The Fast Runner (Atanarjuat)
Directed by Zacharias Kunuk
Written by Paul Apak Angilirq
Starring Natar Ungalaaq, Sylvia Ivalu, Peter-Henry Arnatsiaq, Lucy Tulugarjuk

 

The Fast Runner (Atanarjuat)

We in the United States, under the spell of a jingoist conviction that the world must bow to us, acknowledge our mastery, accept our culture as 'the best,' 'the toughest;' we who for the moment, like sixth-grade playground bullies, think of ourselves as masters of the universe and seem determined to make sure everyone knows it, are ripe for a lesson in humility.

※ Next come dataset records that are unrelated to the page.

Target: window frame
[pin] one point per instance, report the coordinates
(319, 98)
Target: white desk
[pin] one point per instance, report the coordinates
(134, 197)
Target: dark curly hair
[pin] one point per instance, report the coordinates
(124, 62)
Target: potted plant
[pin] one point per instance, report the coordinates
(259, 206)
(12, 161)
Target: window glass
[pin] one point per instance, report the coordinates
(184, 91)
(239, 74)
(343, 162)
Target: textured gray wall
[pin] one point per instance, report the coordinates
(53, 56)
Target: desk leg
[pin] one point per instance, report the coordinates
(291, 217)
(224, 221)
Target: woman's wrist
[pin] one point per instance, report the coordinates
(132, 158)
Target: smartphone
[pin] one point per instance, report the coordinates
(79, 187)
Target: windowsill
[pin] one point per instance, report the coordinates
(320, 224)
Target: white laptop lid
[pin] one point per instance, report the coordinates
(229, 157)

More than that, a lesson in acceptance: that we are only one of hundreds of distinct, vibrant cultures, surviving in the world and teaching us, if we'll listen, that every one of them is as rich, complete and complex as ours.

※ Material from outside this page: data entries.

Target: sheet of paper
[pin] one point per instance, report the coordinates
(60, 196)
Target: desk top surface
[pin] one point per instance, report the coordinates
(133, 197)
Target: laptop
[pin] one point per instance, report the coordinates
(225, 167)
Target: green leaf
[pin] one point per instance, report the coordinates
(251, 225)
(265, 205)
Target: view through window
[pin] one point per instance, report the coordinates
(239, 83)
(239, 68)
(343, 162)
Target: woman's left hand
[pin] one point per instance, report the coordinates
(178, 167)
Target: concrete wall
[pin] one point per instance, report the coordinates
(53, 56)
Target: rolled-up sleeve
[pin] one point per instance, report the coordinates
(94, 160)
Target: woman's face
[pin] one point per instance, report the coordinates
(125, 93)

And now we have a brilliant example of that lesson: it is "The Fast Runner," a film in the Inuktitut language by a group of Inuit filmmakers in the new Canadian province of Nunavut, who have made a feature that owes nothing to 'Western' culture other than the digital-video cameras that shot it and the Avid editorial software that edited it. It is a film that deservedly won the Camera d'Or at Cannes last year as best first feature, and a few prints have been making their way from city to city across the United States since March of this year; if it hasn't yet come to your town you might phone Lot 47, the distributor, and lean on them.

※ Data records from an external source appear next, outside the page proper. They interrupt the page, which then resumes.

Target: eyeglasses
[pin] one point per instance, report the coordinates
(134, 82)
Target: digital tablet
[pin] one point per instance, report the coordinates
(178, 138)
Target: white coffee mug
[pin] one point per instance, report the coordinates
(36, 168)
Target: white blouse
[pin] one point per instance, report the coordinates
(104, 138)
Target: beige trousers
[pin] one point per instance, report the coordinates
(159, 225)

The director, Zacharias Kunuk, and the screenwriter, Paul Apak Angilirq, sat with Inuit elders to hear the tale of a time before now, a time when only families and clans existed, when no thought of an outside world intruded, when igloos and skin tents were the only shelter. The fast runner is a young man named Atanarjuat (Natar Ungalaaq), who, like a Greek hero at the mercy of the gods, lives through the passions and perils of life under the shadow of forces greater than any human can change. The story begins as the clan is fragmented by the work of a malign shaman, who has infected it with dissension and death. "It just happened," someone says, "and we had to live with it."

Atanarjuat comes of age in this time of trouble, and finds himself bound by the rigid rules of the clan. He loves Atuat (Sylvia Ivalu), but she has been promised by the clan's leader to his son Oki (Peter-Henry Arnatsiaq), and willful, selfish Oki is the current embodiment of the curse that pins them all down. And then Atuat's sister Puja wants Atanarjuat for herself. The gods find ways to torment us all, and we watch as people in this tiny clan, sharing a communal igloo, confront conflicts as large as any in Sophocles. This is no 'primitive' or unsophisticated culture. It is complex, and has many lessons for all of us.

The centerpiece visually of the film is the amazing ten-minute sequence in which Atanarjuat is chased, naked, across the ice by Oki and his friends; we find, as it ends, that we have been holding our breath for what seems an eternity. It is one of the great signature scenes in all of film history. But it is only the most kinetic of this beautifully photographed film (by cinematographer Norman Cohn). We see the strange miracle of light inside an igloo, the sense of both warmth and cold, the life of the clan as its members hunt, fish, clean, cook, scrape, sew, make love, eat, fight - a ritual battle between Atanarjuat and Oki is simply astounding to watch - all are like gifts to us from one culture to another. We're forced to put aside our own set of mores and give ourselves to this one, as the film draws us into a world so alien we have almost no benchmarks to guide us. But if we will come to the film and let its 172 minutes wash over us, we will emerge transformed by a work so amazing, so wonderful, so powerful that it will stay as a precious moment within all of our breasts. We cannot ask more of art than that.